Since $\cot(\frac{\pi}{2} - x) = \tan x$, the integral becomes: $$I = \int_{0}^{\frac{\pi}{2}} \frac{1}{1+\tan^{4}x} dx$$ Rewrite $\tan^4 x$ as $\frac{1}{\cot^4 x}$ to find a common denominator: $$I = \int_{0}^{\frac{\pi}{2}} \frac{1}{1+\frac{1}{\cot^{4}x}} dx = \int_{0}^{\frac{\pi}{2}} \frac{\cot^{4}x}{\cot^{4}x+1} dx$$

Step 4: Add the two equations for I.
Add the original integral from Step 1 to the new integral from
Step 3: $$I + I = \int_{0}^{\frac{\pi}{2}} \frac{1}{1+\cot^{4}x} dx + \int_{0}^{\frac{\pi}{2}} \frac{\cot^{4}x}{1+\cot^{4}x} dx$$ $$2I = \int_{0}^{\frac{\pi}{2}} \frac{1+\cot^{4}x}{1+\cot^{4}x} dx$$

Step 5: Evaluate the simplified integral.
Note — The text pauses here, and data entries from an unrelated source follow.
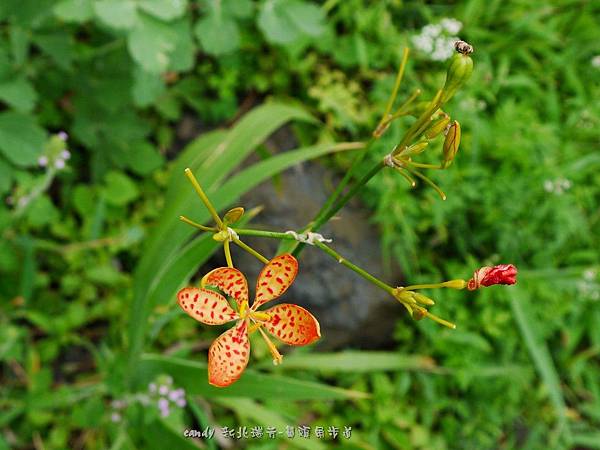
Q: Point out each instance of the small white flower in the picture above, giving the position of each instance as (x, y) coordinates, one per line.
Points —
(451, 25)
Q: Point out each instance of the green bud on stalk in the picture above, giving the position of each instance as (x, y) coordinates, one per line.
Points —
(438, 127)
(451, 144)
(459, 70)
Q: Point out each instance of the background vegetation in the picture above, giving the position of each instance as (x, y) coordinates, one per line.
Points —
(87, 317)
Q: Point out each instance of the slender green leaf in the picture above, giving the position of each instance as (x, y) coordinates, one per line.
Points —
(193, 377)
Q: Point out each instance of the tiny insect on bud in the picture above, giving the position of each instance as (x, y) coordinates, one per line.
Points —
(438, 127)
(463, 47)
(233, 215)
(459, 71)
(221, 236)
(489, 276)
(455, 284)
(451, 144)
(415, 149)
(423, 300)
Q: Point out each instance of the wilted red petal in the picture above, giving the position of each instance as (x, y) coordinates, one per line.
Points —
(488, 276)
(292, 324)
(275, 278)
(229, 280)
(206, 306)
(228, 356)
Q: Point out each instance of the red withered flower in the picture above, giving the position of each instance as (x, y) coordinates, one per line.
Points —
(488, 276)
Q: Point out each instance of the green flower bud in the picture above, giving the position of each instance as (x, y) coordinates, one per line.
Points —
(233, 215)
(415, 149)
(438, 126)
(459, 71)
(451, 144)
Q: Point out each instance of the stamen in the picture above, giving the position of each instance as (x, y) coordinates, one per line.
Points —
(259, 315)
(429, 182)
(440, 320)
(277, 358)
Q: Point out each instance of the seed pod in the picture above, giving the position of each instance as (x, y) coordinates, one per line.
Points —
(423, 300)
(438, 126)
(455, 284)
(415, 149)
(451, 144)
(233, 215)
(459, 71)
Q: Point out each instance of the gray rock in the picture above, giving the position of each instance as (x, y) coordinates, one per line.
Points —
(352, 312)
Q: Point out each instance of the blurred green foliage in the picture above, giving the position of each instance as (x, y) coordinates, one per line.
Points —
(522, 369)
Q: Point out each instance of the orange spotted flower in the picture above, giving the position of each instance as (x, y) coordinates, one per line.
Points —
(229, 353)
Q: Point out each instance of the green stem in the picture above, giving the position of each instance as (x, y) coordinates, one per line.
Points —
(363, 273)
(331, 252)
(204, 198)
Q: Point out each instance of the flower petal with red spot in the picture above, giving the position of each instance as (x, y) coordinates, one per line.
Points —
(292, 324)
(229, 280)
(228, 355)
(206, 306)
(275, 278)
(489, 276)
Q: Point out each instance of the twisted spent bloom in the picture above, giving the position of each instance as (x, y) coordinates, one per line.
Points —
(229, 354)
(488, 276)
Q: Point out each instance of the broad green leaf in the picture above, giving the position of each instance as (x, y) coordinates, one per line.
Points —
(143, 158)
(150, 44)
(18, 93)
(285, 21)
(160, 436)
(42, 212)
(19, 43)
(147, 87)
(275, 23)
(357, 361)
(21, 139)
(217, 34)
(119, 189)
(118, 14)
(164, 9)
(182, 58)
(5, 176)
(308, 17)
(248, 409)
(74, 10)
(192, 376)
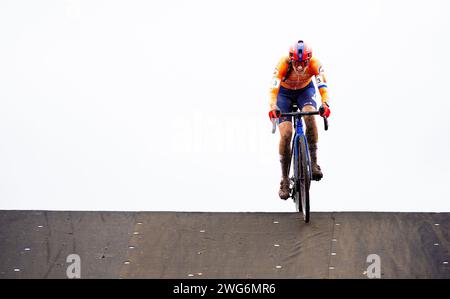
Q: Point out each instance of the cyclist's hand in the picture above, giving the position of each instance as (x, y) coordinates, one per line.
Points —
(324, 110)
(274, 113)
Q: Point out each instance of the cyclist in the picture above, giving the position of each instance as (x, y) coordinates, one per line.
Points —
(292, 83)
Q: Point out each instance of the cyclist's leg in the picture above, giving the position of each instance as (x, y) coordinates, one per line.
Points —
(306, 102)
(284, 102)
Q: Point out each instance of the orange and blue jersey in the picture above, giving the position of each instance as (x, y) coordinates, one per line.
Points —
(295, 80)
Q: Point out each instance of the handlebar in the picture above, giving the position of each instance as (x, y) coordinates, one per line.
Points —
(274, 124)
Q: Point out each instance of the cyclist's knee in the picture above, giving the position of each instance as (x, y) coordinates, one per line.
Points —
(285, 130)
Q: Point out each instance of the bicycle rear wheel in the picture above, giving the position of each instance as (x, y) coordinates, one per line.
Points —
(304, 180)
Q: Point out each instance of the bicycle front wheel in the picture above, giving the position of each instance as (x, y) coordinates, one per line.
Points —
(304, 180)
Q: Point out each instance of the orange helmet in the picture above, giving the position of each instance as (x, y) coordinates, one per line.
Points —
(300, 51)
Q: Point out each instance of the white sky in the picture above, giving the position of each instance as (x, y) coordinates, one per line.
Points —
(162, 105)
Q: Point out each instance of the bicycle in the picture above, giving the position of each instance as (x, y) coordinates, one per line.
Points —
(300, 180)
The integrand simplifies entirely to 1: $$2I = \int_{0}^{\frac{\pi}{2}} 1 dx$$ $$2I = [x]_{0}^{\frac{\pi}{2}} = \frac{\pi}{2} - 0$$ Divide by 2 to solve for $I$: $$I = \frac{\pi}{4}$$ Hence the correct answer is (B) $\frac{\pi{4}$}.